The most common techniques used for an internal analysis of smart cards are probing and SEM analysis.
4.1 Probing
A sub-micron probe station, comprising a microscope and an optically stable platform with probe manipulators, is used for these investigations. The smallest probe needles have a tip radius of approximately 0.5 micron. Tracks on the chip surface with the same dimensions can be tapped. A maximum number of 10 probes can be placed on the chip, but this number is in practice strongly dependent on the chip design.
Two methods of probing are generally used:
• active probing: inserting information, generally at the databus, e.g. to change the sequence of the program,
• passive probing: reading information, generally from the databus.
4.2 Scanning Electron Microscope Analysis
A scanning electron microscope (SEM) can be used in various ways during the evaluation process. It is mostly used for surface analysis: e.g. for reverse engineering of chip structures.
The SEM can also be used for visualisation of voltages on the chip surface (voltage contrast). With this technique, a thorough understanding of the functionality of the chip can be obtained.
With a special technique (single beam voltage contrast), the SEM can be used for passive 'probing' on very small tracks (<0.25 micron).
4.3 Focused Ion Beam Systems
New techniques for analysing integrated circuits are being developed constantly.
One of these new developments is the Focused Ion Beam system (FIB). The FIB proves to be a very useful tool for the attack of integrated circuits.
A FIB system has three main features:
View mode
It is possible to use the FIB system as a surface microscope like a Scanning Electron Microscope (SEM)
Milling mode
The FIB system can be used as a micro milling device. Depending on the use of special gases during etching, very small holes can be cut. Such holes can be made at very specific locations and with very great precision. This technique can be used to selectively remove material from the chip surface, such as the passivation layer.
Deposition mode
When using specific gases together with the ion beam, metals can be deposited on the chip surface.

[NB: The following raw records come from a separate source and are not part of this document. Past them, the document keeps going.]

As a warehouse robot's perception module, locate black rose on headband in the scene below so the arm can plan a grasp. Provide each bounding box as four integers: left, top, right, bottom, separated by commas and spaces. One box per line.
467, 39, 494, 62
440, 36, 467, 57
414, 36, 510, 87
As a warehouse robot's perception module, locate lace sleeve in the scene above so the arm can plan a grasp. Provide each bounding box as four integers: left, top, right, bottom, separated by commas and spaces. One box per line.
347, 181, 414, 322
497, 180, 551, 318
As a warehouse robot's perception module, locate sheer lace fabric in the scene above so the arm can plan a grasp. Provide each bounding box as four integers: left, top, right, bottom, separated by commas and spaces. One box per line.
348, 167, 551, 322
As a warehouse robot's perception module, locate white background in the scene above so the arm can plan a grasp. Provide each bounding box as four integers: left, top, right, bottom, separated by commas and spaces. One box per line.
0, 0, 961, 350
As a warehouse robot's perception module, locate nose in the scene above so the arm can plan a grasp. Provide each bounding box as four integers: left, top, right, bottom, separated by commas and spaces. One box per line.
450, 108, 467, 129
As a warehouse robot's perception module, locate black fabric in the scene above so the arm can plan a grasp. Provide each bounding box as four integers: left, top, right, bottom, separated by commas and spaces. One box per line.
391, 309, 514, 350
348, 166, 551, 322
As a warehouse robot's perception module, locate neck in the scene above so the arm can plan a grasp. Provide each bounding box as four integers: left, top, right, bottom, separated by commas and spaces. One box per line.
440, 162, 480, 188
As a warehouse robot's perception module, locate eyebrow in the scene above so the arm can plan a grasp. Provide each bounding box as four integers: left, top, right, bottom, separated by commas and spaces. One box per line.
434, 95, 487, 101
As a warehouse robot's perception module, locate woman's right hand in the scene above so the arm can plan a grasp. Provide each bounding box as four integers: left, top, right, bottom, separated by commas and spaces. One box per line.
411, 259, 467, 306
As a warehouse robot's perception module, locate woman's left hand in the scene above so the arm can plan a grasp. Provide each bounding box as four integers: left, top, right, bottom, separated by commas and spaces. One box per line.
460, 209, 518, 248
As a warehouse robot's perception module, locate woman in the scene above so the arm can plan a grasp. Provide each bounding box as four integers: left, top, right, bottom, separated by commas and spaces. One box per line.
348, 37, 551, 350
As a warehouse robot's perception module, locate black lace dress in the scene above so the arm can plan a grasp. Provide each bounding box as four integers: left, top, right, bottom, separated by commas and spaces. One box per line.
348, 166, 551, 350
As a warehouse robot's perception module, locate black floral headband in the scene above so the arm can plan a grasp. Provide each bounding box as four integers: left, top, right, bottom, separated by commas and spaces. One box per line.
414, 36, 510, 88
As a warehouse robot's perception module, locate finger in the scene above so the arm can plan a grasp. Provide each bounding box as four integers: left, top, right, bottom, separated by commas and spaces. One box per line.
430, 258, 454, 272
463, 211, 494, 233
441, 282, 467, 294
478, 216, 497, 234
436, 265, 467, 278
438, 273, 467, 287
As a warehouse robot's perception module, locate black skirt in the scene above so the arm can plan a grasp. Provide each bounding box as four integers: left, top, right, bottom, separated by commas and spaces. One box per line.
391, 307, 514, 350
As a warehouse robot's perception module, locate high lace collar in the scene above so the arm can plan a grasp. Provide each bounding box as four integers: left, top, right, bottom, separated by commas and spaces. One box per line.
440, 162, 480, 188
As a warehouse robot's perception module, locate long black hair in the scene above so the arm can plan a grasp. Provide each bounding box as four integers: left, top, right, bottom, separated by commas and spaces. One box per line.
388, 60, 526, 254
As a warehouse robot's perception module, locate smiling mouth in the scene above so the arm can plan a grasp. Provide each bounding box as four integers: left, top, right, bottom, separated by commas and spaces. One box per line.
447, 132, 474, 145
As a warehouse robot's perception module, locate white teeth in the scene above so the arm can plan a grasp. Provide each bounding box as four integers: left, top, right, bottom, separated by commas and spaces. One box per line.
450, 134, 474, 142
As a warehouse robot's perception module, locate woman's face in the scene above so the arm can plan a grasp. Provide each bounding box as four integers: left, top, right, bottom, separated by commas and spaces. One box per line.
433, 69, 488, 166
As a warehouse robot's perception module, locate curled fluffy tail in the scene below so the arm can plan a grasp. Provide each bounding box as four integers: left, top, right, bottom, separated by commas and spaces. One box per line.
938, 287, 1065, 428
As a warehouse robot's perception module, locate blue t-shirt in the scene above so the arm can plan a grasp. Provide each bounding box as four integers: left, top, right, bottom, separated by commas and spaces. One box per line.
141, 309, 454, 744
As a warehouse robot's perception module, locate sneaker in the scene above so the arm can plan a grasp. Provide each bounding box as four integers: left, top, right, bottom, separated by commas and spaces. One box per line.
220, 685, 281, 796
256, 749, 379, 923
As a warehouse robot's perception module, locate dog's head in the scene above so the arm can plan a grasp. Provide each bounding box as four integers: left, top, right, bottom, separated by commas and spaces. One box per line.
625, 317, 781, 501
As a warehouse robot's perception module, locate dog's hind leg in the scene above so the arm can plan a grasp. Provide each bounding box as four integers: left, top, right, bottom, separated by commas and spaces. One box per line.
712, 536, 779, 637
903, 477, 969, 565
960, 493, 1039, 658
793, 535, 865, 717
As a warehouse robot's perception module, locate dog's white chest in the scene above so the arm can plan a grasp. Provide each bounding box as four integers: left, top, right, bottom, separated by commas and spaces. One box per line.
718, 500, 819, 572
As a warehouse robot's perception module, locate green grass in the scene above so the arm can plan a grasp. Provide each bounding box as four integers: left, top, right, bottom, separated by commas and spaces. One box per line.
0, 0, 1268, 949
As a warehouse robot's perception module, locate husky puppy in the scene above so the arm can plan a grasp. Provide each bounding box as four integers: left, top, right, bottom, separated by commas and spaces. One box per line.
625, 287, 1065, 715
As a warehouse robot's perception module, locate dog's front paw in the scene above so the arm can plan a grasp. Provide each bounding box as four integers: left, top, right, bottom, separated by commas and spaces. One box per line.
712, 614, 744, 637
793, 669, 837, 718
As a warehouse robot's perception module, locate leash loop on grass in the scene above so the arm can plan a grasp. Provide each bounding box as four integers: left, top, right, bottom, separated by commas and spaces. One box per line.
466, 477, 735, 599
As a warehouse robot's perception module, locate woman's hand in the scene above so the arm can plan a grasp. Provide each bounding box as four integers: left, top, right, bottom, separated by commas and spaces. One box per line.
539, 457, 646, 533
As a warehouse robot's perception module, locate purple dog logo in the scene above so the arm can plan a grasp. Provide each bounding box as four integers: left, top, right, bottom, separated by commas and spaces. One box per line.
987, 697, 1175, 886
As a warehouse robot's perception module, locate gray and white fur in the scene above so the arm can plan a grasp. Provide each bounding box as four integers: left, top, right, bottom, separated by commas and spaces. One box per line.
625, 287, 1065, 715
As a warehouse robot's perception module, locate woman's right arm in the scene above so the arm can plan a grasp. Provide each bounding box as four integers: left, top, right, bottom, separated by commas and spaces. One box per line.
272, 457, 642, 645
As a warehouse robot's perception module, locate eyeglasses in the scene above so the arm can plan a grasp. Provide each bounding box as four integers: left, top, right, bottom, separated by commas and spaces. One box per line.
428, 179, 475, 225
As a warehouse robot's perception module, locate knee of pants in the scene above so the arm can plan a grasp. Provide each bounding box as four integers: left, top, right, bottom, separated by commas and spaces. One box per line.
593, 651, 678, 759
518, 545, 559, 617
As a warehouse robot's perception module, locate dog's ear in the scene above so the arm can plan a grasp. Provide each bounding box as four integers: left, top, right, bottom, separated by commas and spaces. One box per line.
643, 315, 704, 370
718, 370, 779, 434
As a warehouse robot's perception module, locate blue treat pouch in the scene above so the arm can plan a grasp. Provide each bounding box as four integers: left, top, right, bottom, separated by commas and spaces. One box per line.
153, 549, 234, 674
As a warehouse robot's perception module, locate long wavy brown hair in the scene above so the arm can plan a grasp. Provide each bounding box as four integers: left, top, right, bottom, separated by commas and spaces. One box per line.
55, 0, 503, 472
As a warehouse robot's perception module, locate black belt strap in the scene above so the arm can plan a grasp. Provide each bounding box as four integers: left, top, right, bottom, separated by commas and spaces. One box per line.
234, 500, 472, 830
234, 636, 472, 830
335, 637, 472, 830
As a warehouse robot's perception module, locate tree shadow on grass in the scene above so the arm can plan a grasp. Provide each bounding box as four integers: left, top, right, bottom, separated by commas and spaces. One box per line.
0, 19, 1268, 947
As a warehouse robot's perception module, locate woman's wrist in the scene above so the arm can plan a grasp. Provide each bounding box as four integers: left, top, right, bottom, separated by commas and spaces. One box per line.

Such metal objects can be used to create e.g. test bondpads for probe needles, or as new metal tracks. FIB systems are nowadays common in the semiconductor industry. The resolution of these systems is by far sufficient to modify all integrated circuits available on the market today and tomorrow. A major concern is the availability of these systems. All chip manufacturers use FIB systems for device modification during chip design and testing. Also, a large number of commercial service laboratories all over the world can be used for this kind of work.
5. Conclusions
The security aspects in a design should not be viewed upon as an add-on feature. The security thinking must be fully incorporated in the design process and implemented in the production.
Although 100% security can never be accomplished, it is possible to build very secure systems using smart cards. An adequate design and implementation of combined physical-, logical- and organisational security measures can result in a secure product. Most products that fail to fulfil their requirements have security flaws at the interface between physical, logical and organisational measures.